Tom Stringham: “Beta marriage” and other bad ideas

Some neologisms are wed so effortlessly to the zeitgeist of their time that they are all but destined for linguistic immortality, even from the moment of their conception. One week ago, Time magazine acquainted the world with “beta marriage”, a conceptual try-and-buy marriage which can either be formalized or dissolved at the end of a two-year trial period. In a survey of American adults, 43% of the Millennial generation said they would be interested in this arrangement.

The theoretical appeal of beta marriage is simple. If, at the end of the trial period, a couple found they were not sufficiently satisfied with each other’s partnership, they could go separate ways without legal penalty. This is a horrifying idea to the older generation, but to Millennials it is nothing short of intoxicating.

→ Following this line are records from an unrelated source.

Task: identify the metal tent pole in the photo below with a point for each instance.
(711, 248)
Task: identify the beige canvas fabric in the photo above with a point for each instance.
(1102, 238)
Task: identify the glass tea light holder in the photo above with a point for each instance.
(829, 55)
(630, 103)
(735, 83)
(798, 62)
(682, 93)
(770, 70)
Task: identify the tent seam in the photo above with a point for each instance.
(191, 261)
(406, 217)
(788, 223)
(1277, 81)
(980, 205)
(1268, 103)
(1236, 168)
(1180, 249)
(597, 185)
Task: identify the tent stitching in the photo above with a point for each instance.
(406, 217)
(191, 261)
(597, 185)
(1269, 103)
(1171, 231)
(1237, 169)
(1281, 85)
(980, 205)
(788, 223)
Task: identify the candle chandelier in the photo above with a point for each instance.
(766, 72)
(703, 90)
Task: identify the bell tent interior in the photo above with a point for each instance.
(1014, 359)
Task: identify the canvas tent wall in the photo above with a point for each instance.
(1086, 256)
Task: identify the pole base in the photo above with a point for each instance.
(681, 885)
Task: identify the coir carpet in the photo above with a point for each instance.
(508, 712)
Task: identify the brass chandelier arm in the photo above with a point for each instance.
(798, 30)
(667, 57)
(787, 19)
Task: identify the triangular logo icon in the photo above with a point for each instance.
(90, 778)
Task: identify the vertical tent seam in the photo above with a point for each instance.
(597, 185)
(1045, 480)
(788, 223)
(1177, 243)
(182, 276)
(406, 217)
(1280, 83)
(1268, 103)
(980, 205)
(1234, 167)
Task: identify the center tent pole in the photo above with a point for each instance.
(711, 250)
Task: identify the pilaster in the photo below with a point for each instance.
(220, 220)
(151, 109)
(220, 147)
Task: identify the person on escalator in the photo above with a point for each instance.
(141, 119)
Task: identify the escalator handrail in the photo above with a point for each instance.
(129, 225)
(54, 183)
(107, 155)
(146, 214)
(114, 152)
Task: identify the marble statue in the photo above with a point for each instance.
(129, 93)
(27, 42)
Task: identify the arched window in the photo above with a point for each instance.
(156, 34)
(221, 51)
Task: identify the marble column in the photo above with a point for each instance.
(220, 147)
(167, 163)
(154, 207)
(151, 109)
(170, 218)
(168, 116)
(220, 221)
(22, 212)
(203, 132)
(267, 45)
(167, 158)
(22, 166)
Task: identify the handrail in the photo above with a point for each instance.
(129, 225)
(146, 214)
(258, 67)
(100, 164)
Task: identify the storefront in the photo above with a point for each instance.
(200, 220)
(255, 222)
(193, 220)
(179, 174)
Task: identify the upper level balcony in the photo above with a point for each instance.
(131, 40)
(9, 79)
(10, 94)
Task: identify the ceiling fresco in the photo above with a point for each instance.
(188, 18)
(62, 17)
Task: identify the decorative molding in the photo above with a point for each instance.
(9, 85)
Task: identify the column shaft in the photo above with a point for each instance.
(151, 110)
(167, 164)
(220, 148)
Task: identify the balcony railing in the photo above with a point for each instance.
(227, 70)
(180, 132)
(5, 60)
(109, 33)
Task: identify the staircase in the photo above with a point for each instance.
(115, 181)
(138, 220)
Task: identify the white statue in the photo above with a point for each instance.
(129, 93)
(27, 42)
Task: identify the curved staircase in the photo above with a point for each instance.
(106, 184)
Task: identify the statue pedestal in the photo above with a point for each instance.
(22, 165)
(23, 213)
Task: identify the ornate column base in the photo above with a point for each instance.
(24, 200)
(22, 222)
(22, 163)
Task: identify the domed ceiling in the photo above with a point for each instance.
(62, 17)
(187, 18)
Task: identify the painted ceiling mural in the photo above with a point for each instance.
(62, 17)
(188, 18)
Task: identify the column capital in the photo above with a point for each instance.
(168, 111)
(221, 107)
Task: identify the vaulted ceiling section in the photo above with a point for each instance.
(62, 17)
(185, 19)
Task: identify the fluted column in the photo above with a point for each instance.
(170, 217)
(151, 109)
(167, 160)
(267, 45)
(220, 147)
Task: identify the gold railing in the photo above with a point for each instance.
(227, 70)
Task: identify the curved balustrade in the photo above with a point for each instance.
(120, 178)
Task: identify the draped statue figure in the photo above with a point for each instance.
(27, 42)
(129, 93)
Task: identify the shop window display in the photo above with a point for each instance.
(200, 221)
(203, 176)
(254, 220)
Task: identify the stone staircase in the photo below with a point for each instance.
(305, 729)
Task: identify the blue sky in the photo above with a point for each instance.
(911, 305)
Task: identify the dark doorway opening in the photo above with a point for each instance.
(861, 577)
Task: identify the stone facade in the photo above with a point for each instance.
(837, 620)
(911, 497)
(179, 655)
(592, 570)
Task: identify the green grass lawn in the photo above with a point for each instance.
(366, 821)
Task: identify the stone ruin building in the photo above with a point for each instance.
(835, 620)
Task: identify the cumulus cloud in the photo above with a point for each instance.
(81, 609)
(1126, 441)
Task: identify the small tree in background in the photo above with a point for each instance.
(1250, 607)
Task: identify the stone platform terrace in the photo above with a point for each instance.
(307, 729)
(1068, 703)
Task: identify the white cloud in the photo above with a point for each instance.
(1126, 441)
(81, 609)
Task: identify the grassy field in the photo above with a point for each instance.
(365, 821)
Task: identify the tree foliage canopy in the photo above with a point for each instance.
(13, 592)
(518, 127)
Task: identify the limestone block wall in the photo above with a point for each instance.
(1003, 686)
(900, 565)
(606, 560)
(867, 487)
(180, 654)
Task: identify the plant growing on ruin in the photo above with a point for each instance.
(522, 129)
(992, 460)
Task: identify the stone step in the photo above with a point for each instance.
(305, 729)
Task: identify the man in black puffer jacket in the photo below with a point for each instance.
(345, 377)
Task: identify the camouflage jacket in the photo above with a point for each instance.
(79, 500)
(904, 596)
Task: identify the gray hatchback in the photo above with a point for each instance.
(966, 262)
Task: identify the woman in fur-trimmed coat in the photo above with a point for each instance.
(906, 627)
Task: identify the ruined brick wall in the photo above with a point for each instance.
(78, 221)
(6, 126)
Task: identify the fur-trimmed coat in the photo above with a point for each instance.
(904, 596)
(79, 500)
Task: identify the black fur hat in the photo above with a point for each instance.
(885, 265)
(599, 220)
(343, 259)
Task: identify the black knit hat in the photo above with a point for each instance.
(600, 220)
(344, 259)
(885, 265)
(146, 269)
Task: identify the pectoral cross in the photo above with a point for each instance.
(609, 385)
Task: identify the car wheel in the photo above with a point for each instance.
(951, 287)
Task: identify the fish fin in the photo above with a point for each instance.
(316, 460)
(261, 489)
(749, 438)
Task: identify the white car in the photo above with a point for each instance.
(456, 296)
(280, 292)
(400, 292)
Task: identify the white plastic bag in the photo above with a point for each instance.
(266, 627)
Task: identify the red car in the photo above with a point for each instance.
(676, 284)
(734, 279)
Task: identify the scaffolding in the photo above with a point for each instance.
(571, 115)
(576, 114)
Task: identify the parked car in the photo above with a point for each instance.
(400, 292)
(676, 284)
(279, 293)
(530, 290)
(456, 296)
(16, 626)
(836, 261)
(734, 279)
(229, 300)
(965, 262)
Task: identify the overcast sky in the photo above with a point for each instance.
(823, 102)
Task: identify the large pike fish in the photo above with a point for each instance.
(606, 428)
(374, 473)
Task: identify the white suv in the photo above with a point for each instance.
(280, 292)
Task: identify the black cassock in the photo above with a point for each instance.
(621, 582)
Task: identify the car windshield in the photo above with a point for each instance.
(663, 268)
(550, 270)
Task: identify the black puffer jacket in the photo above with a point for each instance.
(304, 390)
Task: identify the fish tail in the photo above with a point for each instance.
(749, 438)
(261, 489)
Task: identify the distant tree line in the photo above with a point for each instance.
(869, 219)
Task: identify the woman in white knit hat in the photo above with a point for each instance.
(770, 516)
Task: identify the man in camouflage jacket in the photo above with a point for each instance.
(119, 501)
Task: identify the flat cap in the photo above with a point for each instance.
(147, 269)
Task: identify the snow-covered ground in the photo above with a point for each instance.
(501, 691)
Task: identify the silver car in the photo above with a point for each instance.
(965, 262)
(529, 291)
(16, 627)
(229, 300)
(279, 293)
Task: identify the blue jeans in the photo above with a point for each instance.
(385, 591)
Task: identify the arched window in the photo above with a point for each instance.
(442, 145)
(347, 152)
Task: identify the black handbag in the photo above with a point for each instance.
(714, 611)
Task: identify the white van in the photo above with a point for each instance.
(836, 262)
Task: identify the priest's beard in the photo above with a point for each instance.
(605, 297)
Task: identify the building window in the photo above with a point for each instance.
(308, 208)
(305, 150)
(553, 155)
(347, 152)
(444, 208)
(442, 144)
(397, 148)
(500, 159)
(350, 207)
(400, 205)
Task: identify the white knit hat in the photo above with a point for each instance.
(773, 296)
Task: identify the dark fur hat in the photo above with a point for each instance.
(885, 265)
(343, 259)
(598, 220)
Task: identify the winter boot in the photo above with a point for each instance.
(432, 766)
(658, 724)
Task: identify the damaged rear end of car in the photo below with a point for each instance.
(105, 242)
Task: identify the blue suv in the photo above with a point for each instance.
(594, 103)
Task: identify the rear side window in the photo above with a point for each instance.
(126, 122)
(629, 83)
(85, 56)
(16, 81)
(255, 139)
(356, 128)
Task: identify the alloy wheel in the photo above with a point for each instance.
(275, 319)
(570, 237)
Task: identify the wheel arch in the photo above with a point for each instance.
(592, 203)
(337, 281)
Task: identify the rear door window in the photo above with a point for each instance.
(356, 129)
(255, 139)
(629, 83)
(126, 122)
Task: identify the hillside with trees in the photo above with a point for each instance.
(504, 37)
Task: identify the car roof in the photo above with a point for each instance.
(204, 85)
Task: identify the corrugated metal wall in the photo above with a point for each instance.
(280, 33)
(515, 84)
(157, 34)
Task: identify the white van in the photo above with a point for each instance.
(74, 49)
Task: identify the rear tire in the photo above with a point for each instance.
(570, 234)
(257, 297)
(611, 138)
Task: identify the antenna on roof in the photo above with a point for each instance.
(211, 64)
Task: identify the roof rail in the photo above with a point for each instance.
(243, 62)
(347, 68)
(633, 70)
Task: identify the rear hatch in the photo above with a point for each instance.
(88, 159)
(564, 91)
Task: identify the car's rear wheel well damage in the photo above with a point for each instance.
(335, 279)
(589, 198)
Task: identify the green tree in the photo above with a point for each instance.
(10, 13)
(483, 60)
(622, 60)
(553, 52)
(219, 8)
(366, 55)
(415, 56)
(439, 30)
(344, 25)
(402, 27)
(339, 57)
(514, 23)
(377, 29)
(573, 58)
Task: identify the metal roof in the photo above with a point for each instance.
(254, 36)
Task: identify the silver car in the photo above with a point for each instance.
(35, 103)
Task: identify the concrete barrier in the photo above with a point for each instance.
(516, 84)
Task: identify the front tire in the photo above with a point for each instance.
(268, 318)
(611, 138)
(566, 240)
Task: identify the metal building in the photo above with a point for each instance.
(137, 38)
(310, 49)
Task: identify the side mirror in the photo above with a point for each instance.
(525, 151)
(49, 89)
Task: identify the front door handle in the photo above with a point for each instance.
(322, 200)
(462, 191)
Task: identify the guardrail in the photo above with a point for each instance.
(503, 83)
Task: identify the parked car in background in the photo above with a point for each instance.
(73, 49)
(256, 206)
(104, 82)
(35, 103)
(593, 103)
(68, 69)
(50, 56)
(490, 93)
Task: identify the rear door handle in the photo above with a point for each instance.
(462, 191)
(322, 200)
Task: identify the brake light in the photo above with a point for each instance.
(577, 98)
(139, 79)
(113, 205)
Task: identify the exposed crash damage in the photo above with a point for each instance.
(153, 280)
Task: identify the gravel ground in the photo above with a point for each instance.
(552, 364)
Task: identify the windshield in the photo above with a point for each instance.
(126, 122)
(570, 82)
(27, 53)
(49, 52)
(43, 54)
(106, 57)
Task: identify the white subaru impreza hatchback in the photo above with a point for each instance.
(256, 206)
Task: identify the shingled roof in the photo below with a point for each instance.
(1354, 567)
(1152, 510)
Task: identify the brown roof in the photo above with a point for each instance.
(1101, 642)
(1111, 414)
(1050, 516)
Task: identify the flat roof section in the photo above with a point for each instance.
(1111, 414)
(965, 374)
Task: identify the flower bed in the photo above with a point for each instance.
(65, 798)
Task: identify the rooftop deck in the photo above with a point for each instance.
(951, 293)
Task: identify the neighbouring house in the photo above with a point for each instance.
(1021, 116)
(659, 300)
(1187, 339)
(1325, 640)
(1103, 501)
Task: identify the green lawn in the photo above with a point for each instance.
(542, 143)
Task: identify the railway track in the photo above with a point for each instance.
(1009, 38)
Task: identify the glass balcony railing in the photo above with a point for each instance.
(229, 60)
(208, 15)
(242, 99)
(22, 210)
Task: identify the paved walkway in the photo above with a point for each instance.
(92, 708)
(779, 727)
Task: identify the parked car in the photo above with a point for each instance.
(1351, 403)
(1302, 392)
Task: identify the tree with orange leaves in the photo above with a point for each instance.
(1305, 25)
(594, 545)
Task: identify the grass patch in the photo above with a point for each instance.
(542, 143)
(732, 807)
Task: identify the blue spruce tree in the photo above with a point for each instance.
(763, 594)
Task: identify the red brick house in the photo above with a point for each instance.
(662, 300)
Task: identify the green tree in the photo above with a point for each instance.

Leaving aside my personal feelings on beta marriage, it’s clear that generation-specific assumptions about marriage separating Millennials from their grandparents are at the root of this discrepancy. The rising generation is the second (after their parents) to believe that marriage is in its essence a union of love and commitment, and that its defining good is mutual personal fulfillment. Previous generations, in contrast, saw marriage as the way that a couple started a family together—love and fulfillment certainly attended healthy marriages, but these things did not identify or consummate the union.

Millennials with the love-centric view find it difficult to make a philosophical criticism of a trial marriage institution—doesn’t love come and go? Can’t commitment mutually fade? In the conjugal view, however, permanence is imperative because the very appeal of marriage is that it binds a family, so that each child conceived will be born and raised by his or her mother and father.

Why are views of marriage changing so rapidly? The study’s author suggests it’s because Millennials are “nimble and open to change”. But regardless of my generation’s personality profile, it would be almost impossible for their views on marriage not to dissolve into near-meaninglessness given their institutional surroundings. The conjugal, child-centric view of marriage is definitionally offensive to an epicene marriage institution.

As the world watches Millennials ask ever more unsettling questions about marriage—why must marriage be permanent? Why must it be sexually exclusive? Why must it be restricted to two? Why must the government be involved in the first place?—some of us will remain entirely unsurprised. Watch for “beta marriage” to stick around in our lexicon, and for worse and more enterprising marital innovations to come.